‘There’s nothing more than God,’ says man who survived brain aneurysm
As an ambulance rushed him to Texas Health Arlington Memorial Hospital in December 2012, Erick Martinez’s future was suddenly in grave doubt.
The then-26-year-old truck driver had been sitting in the parking lot of an Arlington Wendy’s when he suffered a seizure caused by a ruptured brain aneurysm. He had bleeding in the space around his brain — a subarachnoid hemorrhage.
A ruptured aneurysm occurs in just 8 to 10 people out of 100,000 annually, but it is particularly deadly. Forty percent of the cases are fatal, and more than half of those who survive suffer permanent brain damage, according to the Brain Aneurysm Foundation.
So it’s with a grateful heart that Martinez, now 30, rebuilds his life. Sitting in his comfortable home in Grand Prairie, he is asked how he beat the odds.
“God,” Martinez answers matter-of-factly. “There’s nothing more but God.”
Friends tell him that his story makes them take stock of their own day-to-day challenges.
One in 50 people has an unruptured brain aneurysm, according to national statistics. For most people, the condition — sort of a blister on a blood vessel — is not discovered unless doctors happen upon it during a medical scan for another reason, said Dr. Frederick Todd II, the neurosurgeon who treated Martinez at Arlington Memorial.
But for those whose aneursym ruptures, the effects are often devastating. Symptoms include a sudden very severe headache, loss of consciousness, seizures and blurred or double vision.
“He was very, very bad off when he got to the emergency room,” Todd said. Quick treatment is key. In Martinez’s case, he went into surgery in the early morning of Dec. 13, 2012. He would be told later that he died once during the 12-hour operation, in which doctors stabilized the aneurysm and eliminated the risk of more bleeding.
Surgery is “just the first hurdle,” Todd said. After that, drugs are administered to reduce the risk of spasms in the blood vessels of the brain — referred to as strokes — causing further damage.
Martinez doesn’t remember the first month he was in the hospital, though he was conscious and talking with family. His first memories begin in mid-January, when he felt as if he was waking up.
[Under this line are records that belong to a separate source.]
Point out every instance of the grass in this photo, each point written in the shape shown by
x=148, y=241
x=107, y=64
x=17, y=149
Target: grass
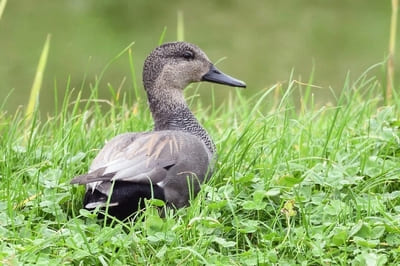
x=315, y=186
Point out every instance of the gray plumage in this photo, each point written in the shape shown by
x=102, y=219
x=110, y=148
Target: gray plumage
x=170, y=162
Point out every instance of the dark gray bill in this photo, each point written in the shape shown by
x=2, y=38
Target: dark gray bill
x=216, y=76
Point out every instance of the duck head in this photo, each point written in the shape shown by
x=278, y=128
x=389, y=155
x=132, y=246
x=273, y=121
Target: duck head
x=175, y=65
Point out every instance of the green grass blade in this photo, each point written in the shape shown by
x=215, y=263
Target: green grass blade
x=161, y=40
x=2, y=7
x=37, y=82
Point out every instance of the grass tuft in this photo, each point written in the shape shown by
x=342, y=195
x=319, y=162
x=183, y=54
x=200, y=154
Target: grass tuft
x=37, y=82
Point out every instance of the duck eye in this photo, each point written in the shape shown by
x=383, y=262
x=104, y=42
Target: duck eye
x=188, y=55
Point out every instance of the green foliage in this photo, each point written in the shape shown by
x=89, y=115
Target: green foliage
x=316, y=186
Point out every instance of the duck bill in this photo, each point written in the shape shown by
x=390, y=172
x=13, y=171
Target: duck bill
x=216, y=76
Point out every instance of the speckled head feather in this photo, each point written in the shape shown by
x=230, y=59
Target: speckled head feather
x=174, y=64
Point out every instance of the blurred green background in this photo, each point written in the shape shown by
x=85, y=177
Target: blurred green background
x=261, y=40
He looked around the white hospital room and saw his mother, who told him what had happened.
“She said, ‘Erick, you had an aneurysm,’ and I was like, ‘What the heck is an aneurysm?’ ” Martinez said.
Martinez’s youth and physical fitness helped him in his recovery after he left the hospital that February. Despite having some confusion remembering family members and friends and what happened before the aneurysm, Martinez said his challenges were more physical than cognitive. He still has some nerve damage in his left leg that can cause movement difficulties, but he was able to walk again after about eight months in a wheelchair. He underwent surgery in 2014 to repair double vision.
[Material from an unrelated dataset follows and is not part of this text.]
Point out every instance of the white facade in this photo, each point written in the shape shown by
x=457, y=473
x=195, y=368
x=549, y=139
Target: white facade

During his ordeal, his mother and members of her church prayed for him. Later, in answer to his own prayers, he felt that God spoke to him directly.
“ ‘I was there with you,’ ” Martinez said God told him. “ ‘I was there whenever the aneurysm ruptured. I was there inside the ambulance with you. I have been there your whole life.’ ”
Martinez, who became a U.S. citizen in 2014, hasn’t been able to return to his job because his commercial driver’s license expired during his recovery. But he’s looking for a chance to get back to work and take full advantage of a future that seemed unlikely on Dec. 11, 2012.
“I am very blessed and glad to be alive,” he said.